Scientific classification
- Kingdom: Plantae
- Clade: Tracheophytes
- Clade: Angiosperms
- Clade: Monocots
- Clade: Commelinids
- Order: Poales
- Family: Cyperaceae
- Genus: Abildgaardia
- Species: A. ovata
- Binomial name: Abildgaardia ovata (Burm.f.) Kral
- Synonyms: Abildgaardia compressa J.Presl & C.Presl ; Abildgaardia indica (Rich.) Nees ; Abildgaardia javanensis Gand. ; Abildgaardia monostachya (L.) Vahl ; Abildgaardia rottboelliana Nees ; Carex ovata Burm.f. ; Cyperus caribaeus Pers., nom. illeg. ; Cyperus indicus Rich. ; Cyperus monostachyos L. ; Fimbristylis compressa Fern.-Vill. ; Fimbristylis monostachya (L.) Hassk. ; Fimbristylis ovata (Burm.f.) J.Kern ; Iria caribea Steud. ; Iria indica (Rich.) Schult. ; Iria monostachya (L.) Kuntze ; Scirpus monostachyus (L.) Kuntze ; Scirpus schoenoides Roxb., nom. illeg. ; Xyris brasiliensis Spreng. ;

= Abildgaardia ovata =

- Authority: (Burm.f.) Kral
- Conservation status: LC

Species of plant

Abildgaardia ovata, synonyms including Abildgaardia monostachya and Fimbristylis ovata, is a perennial herb of the family Cyperaceae.

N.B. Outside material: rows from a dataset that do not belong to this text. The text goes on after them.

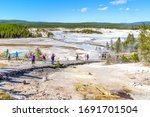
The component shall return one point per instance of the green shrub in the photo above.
(58, 65)
(38, 53)
(134, 57)
(124, 59)
(108, 59)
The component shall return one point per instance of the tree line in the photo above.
(140, 46)
(14, 31)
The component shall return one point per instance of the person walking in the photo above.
(77, 57)
(9, 56)
(87, 57)
(53, 59)
(44, 58)
(33, 59)
(17, 55)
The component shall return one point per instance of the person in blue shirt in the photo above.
(17, 55)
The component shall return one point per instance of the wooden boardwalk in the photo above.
(4, 73)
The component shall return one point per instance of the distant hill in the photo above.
(75, 25)
(139, 23)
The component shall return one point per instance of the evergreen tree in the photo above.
(118, 46)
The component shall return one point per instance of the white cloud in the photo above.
(84, 10)
(103, 9)
(124, 9)
(118, 2)
(101, 5)
(127, 9)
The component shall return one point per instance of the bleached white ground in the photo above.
(67, 45)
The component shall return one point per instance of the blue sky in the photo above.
(76, 10)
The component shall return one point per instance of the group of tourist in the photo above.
(32, 57)
(44, 58)
(7, 54)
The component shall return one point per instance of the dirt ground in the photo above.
(84, 82)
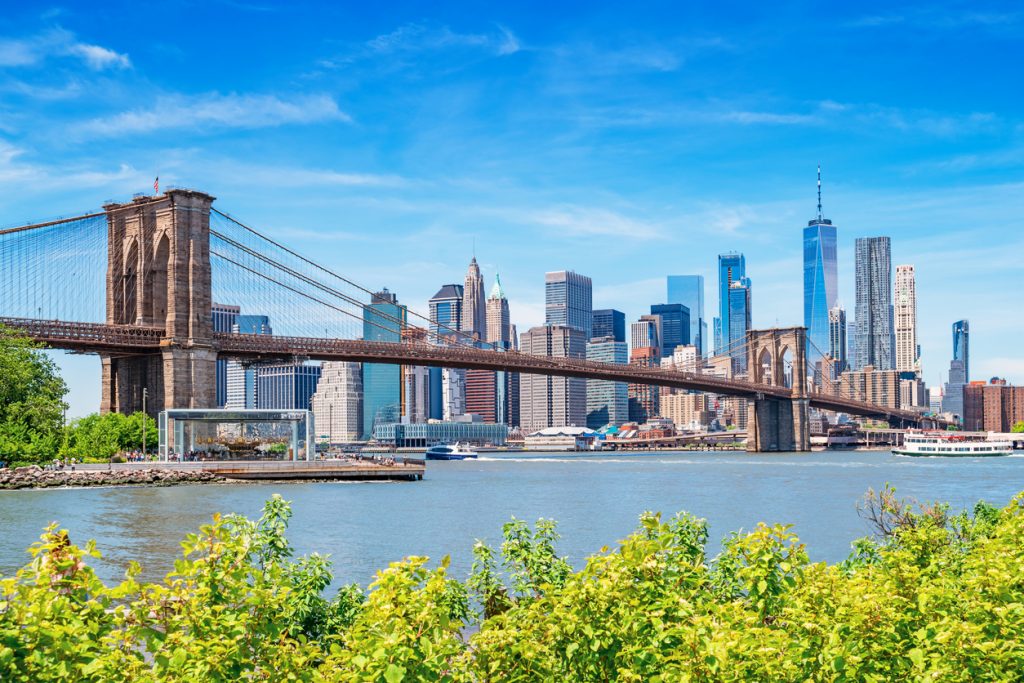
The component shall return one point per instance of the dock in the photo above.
(292, 470)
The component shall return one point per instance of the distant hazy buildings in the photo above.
(731, 267)
(383, 319)
(675, 326)
(905, 313)
(875, 312)
(688, 290)
(568, 301)
(552, 401)
(820, 281)
(337, 406)
(609, 323)
(739, 322)
(607, 402)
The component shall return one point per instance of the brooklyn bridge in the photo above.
(135, 284)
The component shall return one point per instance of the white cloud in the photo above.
(58, 43)
(215, 110)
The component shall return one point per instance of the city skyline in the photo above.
(389, 142)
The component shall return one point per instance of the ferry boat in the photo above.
(950, 444)
(451, 452)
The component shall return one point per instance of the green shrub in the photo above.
(936, 597)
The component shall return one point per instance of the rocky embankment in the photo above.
(38, 477)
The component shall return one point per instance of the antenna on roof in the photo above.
(819, 191)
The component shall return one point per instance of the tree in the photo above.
(32, 400)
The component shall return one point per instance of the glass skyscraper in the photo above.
(675, 326)
(820, 282)
(568, 301)
(876, 341)
(383, 319)
(688, 290)
(731, 267)
(962, 333)
(739, 321)
(609, 323)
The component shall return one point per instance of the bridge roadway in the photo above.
(126, 339)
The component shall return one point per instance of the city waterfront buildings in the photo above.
(337, 404)
(607, 402)
(383, 319)
(609, 323)
(688, 290)
(569, 301)
(820, 281)
(731, 267)
(552, 401)
(905, 313)
(675, 326)
(875, 312)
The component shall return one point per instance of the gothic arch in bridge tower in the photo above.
(158, 275)
(778, 358)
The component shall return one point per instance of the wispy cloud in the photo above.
(58, 43)
(217, 111)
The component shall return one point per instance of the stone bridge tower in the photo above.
(778, 357)
(158, 274)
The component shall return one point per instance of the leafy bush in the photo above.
(936, 596)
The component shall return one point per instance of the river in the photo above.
(595, 499)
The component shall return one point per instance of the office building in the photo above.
(609, 323)
(383, 319)
(731, 267)
(607, 402)
(337, 406)
(838, 342)
(739, 322)
(905, 314)
(962, 333)
(875, 312)
(675, 326)
(223, 321)
(287, 386)
(552, 401)
(820, 282)
(688, 290)
(568, 301)
(995, 407)
(474, 314)
(242, 384)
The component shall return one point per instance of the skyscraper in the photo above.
(688, 290)
(607, 402)
(837, 341)
(820, 281)
(962, 333)
(609, 323)
(553, 401)
(473, 305)
(731, 267)
(337, 406)
(739, 322)
(568, 301)
(675, 326)
(905, 313)
(383, 319)
(875, 311)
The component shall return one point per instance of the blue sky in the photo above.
(626, 143)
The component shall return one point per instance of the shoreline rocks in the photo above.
(38, 477)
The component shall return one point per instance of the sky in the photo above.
(626, 143)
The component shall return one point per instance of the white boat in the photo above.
(950, 444)
(451, 452)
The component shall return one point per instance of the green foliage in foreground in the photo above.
(32, 402)
(939, 598)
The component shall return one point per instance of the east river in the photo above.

It is a widespread species that can be found in West, Southern and East Africa, Florida, Mexico, the Caribbean and in some countries of Latin America.

==Description==
Abildgaardia ovata are perennial plants that grow up to 40–70 cm long. It is common to find species with one spikelet at the tip of its scapes but can reach up to three spikelets that are laterally compressed and of length between 7–12 mm. A short rhizome with hardened and leafy bas, it grows in wooded and wet grasslands and as a weed in Asia and in Florida.